Seda Basay-Yildiz verdeutlichte eindrucksvoll, welches Leid migrantische und unbescholtene Opferfamilien erfahren mussten. Die Familien litten nicht nur unter dem traumatischen Mordereignis und dem Verlust des Ernährers, mit daraus resultierenden Existenzängsten, sondern auch unter den Ermittlungsarbeiten. Diese konzentrierten sich nachweislich darauf, den Opfern kriminelle Verbindungen zu unterstellen. Im Fall Enver Simsek wurde sein Lieferwagen kurz nach der Tat von Polizisten mit Hunden nach Betäubungsmitteln durchsucht. Für die Familien bedeutete dies eine traumatische Täter-Opfer-Umkehr, zumal die Ermittler keine weiteren Tatmotive wie rechtsextremistische, fremdenfeindliche Beweggründe in Betracht zogen. Heute steht fest, dass neun der zehn Morde rassistisch motiviert waren und von den Rechtsterroristen Uwe Böhnhard und Uwe Mundlos begangen wurden.

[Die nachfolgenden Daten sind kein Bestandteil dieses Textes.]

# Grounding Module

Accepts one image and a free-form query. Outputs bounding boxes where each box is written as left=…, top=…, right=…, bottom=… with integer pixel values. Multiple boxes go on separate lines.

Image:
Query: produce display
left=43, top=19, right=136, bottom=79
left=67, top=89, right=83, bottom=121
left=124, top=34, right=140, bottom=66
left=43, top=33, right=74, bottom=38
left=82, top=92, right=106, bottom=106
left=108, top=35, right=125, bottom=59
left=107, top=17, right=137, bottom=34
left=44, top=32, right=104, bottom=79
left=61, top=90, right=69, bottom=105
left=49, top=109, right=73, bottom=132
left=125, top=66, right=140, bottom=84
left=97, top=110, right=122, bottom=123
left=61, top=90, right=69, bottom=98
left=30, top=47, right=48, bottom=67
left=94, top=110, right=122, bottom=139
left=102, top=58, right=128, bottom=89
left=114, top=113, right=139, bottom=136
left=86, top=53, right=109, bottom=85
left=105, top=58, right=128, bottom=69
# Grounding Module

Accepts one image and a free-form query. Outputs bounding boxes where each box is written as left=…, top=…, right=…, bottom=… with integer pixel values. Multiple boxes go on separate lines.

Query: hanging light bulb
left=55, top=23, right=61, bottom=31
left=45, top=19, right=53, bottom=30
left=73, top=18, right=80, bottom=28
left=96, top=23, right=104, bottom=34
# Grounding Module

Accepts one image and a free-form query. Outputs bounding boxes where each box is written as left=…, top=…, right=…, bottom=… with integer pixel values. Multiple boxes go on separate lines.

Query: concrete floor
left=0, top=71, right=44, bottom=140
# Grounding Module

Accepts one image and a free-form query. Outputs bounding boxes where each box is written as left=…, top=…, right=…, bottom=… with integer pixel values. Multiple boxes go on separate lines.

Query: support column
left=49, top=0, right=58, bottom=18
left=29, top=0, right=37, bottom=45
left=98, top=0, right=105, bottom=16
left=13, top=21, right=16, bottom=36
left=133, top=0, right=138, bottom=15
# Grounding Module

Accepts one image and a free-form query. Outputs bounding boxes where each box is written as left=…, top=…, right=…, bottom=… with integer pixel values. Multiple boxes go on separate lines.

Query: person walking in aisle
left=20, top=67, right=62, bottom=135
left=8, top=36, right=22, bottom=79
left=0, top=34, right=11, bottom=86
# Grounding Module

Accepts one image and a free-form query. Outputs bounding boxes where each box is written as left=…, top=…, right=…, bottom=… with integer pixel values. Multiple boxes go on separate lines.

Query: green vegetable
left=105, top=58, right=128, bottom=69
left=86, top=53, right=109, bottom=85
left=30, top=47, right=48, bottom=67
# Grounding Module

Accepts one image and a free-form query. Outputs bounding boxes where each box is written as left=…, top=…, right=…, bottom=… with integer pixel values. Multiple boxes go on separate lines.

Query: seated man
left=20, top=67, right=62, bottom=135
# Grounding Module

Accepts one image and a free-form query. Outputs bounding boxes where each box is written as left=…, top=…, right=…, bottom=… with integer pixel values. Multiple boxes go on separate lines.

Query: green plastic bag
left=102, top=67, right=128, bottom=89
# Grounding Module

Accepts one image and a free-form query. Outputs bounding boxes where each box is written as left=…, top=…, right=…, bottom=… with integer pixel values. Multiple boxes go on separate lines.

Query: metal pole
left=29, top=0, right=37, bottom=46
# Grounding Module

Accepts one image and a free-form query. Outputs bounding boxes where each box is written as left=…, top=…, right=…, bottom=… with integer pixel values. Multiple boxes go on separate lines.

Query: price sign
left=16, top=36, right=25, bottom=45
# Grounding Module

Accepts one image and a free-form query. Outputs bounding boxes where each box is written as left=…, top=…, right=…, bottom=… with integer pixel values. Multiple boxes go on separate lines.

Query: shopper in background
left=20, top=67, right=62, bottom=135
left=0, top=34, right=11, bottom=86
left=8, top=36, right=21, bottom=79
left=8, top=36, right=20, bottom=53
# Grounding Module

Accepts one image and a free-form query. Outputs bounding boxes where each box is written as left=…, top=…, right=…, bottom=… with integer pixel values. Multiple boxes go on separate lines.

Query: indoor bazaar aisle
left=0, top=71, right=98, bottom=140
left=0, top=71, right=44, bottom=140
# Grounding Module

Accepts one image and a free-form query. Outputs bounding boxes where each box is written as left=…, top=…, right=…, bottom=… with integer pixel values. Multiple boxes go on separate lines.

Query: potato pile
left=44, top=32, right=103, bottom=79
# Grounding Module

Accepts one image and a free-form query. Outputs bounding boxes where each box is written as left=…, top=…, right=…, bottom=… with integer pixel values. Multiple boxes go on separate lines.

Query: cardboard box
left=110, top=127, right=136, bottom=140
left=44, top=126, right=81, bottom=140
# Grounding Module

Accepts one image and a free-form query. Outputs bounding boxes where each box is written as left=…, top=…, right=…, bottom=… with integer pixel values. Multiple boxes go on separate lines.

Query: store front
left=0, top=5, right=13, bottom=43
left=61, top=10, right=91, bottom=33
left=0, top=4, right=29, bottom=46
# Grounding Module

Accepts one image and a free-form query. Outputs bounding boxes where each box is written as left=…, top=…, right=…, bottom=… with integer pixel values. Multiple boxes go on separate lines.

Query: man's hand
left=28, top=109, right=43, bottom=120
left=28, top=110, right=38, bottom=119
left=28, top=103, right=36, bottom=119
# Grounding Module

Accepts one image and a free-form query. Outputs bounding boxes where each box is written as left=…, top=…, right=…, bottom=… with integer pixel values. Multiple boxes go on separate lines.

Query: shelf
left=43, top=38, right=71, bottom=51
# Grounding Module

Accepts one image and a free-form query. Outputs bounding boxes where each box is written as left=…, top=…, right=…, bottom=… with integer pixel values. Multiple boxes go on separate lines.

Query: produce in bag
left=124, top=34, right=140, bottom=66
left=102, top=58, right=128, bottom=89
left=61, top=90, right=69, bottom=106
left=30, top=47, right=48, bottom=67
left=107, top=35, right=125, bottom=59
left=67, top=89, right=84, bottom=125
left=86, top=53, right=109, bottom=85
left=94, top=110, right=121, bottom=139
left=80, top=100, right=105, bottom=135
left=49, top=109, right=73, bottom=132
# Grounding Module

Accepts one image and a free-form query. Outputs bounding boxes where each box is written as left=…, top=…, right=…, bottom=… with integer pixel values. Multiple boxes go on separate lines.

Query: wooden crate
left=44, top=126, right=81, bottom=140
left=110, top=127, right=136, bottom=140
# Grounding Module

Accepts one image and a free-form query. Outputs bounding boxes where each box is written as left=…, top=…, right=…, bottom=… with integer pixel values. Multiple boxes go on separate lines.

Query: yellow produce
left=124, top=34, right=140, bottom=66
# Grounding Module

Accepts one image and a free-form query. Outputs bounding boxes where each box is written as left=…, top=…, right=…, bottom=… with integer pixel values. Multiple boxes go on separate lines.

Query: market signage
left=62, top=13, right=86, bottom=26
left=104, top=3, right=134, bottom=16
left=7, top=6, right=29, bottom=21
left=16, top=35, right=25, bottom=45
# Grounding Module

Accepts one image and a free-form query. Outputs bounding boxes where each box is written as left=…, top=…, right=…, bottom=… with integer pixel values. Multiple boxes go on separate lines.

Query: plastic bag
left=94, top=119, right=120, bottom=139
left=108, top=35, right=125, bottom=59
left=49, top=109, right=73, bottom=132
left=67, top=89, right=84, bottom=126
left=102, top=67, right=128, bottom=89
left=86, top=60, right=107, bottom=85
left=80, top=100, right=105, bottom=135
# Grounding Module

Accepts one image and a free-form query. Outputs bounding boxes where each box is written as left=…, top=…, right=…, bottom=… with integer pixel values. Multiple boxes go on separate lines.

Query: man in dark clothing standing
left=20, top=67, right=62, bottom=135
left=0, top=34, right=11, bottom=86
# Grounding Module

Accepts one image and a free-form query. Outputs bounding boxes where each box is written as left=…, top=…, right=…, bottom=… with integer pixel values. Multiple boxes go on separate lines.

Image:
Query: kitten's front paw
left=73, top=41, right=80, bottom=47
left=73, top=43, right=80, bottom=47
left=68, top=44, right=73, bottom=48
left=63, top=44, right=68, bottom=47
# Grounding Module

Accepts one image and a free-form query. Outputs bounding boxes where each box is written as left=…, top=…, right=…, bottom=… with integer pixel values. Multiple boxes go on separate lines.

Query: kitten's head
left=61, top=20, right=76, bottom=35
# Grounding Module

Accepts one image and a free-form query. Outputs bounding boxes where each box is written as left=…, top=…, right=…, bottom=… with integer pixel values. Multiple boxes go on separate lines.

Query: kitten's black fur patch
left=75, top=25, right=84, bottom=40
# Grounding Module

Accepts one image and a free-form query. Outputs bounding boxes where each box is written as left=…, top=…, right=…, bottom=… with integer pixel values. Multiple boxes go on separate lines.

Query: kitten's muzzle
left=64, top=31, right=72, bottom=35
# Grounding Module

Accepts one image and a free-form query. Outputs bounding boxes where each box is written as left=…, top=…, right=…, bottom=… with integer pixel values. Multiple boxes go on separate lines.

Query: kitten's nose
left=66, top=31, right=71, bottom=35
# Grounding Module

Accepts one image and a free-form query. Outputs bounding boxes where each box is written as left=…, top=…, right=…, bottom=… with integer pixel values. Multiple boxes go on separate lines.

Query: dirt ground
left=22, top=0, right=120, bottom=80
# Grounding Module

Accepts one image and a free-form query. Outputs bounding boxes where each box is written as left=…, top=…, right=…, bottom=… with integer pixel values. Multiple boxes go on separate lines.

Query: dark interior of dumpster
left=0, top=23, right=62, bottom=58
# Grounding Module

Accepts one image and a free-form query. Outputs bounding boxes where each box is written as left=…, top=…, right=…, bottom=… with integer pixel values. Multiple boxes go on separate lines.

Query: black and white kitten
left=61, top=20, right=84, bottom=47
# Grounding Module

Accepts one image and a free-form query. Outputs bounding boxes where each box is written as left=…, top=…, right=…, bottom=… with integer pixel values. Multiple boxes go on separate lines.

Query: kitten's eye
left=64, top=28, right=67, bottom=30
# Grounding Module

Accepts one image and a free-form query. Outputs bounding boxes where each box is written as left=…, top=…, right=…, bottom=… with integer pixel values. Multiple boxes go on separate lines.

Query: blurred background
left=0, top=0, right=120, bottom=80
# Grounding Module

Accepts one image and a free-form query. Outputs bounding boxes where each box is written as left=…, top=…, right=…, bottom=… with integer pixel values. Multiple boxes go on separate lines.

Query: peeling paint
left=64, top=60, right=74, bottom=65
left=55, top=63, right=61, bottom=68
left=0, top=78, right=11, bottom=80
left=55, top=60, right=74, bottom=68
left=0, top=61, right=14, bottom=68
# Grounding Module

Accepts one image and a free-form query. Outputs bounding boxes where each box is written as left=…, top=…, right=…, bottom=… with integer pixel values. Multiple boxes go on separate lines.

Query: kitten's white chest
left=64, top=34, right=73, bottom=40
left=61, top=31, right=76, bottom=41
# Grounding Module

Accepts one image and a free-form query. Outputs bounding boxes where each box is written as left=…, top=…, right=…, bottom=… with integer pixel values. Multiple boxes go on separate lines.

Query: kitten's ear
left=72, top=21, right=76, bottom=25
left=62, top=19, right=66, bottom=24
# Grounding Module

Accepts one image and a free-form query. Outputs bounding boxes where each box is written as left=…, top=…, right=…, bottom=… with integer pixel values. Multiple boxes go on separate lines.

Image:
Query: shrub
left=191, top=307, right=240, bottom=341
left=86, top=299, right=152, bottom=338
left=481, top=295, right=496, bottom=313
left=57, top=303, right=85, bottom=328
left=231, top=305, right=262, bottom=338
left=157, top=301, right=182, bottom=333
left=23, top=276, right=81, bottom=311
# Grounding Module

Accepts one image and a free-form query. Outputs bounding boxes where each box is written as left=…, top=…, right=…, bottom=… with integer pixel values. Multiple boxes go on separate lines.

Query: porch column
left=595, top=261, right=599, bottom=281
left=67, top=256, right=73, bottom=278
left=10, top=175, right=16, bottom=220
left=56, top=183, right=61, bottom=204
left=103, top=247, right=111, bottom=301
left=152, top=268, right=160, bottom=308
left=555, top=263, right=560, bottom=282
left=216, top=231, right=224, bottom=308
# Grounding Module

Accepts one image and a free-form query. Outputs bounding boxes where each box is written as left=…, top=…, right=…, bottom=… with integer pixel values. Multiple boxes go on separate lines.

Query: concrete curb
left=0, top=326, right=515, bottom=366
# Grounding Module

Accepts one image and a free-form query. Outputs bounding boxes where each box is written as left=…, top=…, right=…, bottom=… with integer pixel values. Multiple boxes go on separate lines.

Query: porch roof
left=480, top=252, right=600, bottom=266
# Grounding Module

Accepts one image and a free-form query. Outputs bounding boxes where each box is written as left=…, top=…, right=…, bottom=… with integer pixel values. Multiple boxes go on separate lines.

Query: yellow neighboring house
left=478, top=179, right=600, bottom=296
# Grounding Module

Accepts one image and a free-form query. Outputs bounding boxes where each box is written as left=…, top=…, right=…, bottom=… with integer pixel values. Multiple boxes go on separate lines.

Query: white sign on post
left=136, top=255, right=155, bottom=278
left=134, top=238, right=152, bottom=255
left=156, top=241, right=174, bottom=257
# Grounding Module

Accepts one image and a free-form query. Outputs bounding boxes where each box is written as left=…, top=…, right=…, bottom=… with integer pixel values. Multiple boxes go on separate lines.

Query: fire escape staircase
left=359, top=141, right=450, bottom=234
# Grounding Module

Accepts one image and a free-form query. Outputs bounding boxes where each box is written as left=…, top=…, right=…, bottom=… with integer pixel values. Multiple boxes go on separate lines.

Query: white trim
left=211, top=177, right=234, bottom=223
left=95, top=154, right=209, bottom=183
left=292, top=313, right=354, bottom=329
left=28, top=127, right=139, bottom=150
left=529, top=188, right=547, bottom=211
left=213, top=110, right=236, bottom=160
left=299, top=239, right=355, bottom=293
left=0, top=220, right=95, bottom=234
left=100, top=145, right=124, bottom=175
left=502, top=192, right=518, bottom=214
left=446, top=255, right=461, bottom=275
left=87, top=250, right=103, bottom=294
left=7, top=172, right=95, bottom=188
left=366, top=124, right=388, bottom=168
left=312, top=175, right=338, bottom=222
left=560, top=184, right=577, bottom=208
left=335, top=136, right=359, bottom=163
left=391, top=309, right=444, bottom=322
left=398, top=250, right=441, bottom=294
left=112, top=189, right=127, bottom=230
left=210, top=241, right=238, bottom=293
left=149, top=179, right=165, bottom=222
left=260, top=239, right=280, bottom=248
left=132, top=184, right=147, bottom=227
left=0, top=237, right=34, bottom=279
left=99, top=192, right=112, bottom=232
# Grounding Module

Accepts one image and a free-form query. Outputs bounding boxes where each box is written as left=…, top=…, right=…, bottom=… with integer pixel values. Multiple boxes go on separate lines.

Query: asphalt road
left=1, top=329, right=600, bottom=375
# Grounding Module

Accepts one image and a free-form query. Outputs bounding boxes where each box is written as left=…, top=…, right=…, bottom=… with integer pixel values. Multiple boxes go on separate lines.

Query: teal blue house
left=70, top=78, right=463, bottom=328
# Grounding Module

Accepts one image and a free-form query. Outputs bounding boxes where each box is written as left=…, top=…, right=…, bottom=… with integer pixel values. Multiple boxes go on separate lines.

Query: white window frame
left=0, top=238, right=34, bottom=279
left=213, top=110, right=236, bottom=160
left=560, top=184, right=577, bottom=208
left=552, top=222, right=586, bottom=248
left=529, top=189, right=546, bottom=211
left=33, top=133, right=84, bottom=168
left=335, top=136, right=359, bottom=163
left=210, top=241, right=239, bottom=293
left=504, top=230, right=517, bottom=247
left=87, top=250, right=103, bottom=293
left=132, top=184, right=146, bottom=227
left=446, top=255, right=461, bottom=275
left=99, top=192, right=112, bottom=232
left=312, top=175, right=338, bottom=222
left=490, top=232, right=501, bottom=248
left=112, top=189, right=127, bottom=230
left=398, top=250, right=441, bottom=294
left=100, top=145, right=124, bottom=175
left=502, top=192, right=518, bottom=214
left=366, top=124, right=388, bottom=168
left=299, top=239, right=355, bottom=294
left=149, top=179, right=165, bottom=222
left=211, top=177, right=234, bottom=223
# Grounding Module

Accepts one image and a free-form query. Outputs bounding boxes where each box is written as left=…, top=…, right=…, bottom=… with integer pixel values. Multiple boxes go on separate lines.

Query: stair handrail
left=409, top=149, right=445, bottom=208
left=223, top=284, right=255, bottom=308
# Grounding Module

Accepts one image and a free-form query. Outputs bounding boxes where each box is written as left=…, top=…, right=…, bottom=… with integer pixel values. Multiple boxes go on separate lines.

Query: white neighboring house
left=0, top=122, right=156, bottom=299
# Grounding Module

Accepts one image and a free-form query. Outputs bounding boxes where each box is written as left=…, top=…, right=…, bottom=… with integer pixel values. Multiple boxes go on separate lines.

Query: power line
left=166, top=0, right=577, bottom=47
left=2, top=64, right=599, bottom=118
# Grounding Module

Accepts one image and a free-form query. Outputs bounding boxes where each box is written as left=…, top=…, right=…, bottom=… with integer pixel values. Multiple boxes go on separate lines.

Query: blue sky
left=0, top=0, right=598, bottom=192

Ein weiteres Opfer war eine junge Polizistin. Nach einem Banküberfall begingen die Täter schließlich unter hohem Fahndungsdruck Selbstmord.


Frau Basay-Yildiz betonte, dass sie die Arbeit der zuständigen Behörden grundsätzlich nicht in Frage stellt. Ihr Anliegen ist vielmehr, darauf aufmerksam zu machen, dass Ermittlungen nicht einseitig und möglicherweise durch Vorurteile gegenüber Migranten geprägt sein dürfen. Bei Straftaten gegen migrantische Mitbürgerinnen und Mitbürger sollte stets auch ein mögliches extremistisch-fremdenfeindliches Motiv geprüft werden. Aus ihrer Sicht ist zudem eine Aufarbeitung der Fehler im Zusammenhang mit dem NSU notwendig, um zukünftige Fehlentwicklungen zu verhindern.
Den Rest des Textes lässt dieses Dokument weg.